もし、彼らのうちに不真実の者があったとしたら、その不真実によって、神の真実は無になるのであろうか。断じてそうではない。あらゆる人を偽り者としても、神を真実なものとすべきである。それは、「あなたが言葉を述べるときは、義とせられ、あなたがさばきを受けるとき、勝利を得るため」と書いてあるとおりである。

(わたし) ユダヤ人が不真実だからといって、神が不真実というわけではない。神は、ユダヤ人の不真実をも肯定している。ユダヤ人の存在自体は肯定している。それに、別に神に任命責任があるわけではない。


(別の側面)

(聖書) しかし、もしわたしたちの不義が、神の義を明らかにするとしたら、なんと言うべきか。怒りを下す神は、不義であると言うのか(これは人間的な言い方ではある)。断じてそうではない。もしそうであったら、神はこの世を、どうさばかれるだろうか。

(わたし) ユダヤ人が不真実だから神が不真実かということと、パウロたちの不義が神の義を明らかにするのに、怒りを下す神は不義であるかということの2つの点から、次のことが言える。もし、パウロたちの、これが不義なんだという不義が、神の、これが義なんだという義を証明しているとすれば、なぜ神は怒りを下すのか?なぜ神は否定する方向へ動くのか?神からすれば、自分の義を証明できるのであるから、都合がいいのではないのか?いいや、そうではない。ユダヤ人が不真実だから不義だということや、パウロたちの不義で、神の義が証明されたからといって、神がパウロたちの不義を肯定しているわけではない。怒りを下すことによってパウロたちの不義を否定するということにはならない。神自身が正しくないから怒りを下すということではない。それに、神が怒りを下すからといって、不義であるわけではない。もしそうなら、もっと早くに神は人類をさばいていたと思う。

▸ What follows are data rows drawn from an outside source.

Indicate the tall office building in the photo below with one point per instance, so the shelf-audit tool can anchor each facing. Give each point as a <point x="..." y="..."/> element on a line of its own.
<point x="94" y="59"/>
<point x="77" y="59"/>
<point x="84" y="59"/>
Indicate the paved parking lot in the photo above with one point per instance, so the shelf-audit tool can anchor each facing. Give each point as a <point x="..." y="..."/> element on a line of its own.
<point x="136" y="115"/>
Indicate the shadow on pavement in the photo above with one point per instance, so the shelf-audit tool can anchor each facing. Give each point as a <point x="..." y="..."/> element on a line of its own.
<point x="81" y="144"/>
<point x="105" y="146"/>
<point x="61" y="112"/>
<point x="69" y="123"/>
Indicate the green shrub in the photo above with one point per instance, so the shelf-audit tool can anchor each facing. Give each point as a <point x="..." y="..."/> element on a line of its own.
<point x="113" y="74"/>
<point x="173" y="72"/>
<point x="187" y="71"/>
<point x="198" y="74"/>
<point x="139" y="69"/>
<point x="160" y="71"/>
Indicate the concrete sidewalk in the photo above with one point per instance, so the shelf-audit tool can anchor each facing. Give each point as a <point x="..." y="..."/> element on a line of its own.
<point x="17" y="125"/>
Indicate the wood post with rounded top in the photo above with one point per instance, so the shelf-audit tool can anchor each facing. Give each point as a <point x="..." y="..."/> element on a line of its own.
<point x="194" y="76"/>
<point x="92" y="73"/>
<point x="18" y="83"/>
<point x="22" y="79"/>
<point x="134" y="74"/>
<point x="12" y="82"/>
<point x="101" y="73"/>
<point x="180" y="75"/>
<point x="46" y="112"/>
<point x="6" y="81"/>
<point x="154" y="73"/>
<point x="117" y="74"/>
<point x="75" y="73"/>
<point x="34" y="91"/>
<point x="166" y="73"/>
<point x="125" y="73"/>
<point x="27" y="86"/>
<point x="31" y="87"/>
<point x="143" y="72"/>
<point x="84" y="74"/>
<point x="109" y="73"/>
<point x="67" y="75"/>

(聖書) しかし、もし神の真実が、わたしの偽りによりいっそう明らかにされて、神が栄光となるなら、どうして、私はなおも罪人(つみびと)としてさばかれるのだろうか。むしろ、「善をきたらせるために、わたしたちは悪をしようではないか」(わたしたちがそう言っていると、ある人々はそしっている)。彼らが罰せられるのは当然である。

(わたし) ユダヤ人たちはパウロを不義と思っていて、そのことにより神の真実がいっそう明らかにされて、神の栄光となるのに、どうしてユダヤ人たちはパウロを罪人とするのか?いいことじゃないか。しかし、そうではない。不義は悪なのだから、たとえ善のためとはいえ、不義を行ってはならない。意図して善のために不義を行ってはならない。

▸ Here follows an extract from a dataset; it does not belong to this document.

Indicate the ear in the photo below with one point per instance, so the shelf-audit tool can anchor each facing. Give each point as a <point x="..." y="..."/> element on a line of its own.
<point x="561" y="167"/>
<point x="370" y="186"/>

(聖書) すると、どうなるのか。わたしたちには何かまさったところがあるのか。絶対にない。ユダヤ人もギリシャ人も、ことごとく罪のもとにあることを、わたしたちはすでに指摘した。次のように書いてある。「義人はいない、ひとりもいない。~

(わたし) パウロは、“ユダヤ人=真実の者”というこれまでの考え方を変えたかったのだろう。ユダヤ人の中にも不真実の者がおり、異邦人の中にも真実の者がおるということを言いたかったと思う。そして、表面上の割礼を持つよりも、心に割礼を刻むようにいつも義を行うようにしなければならないと、言いたかったと思う。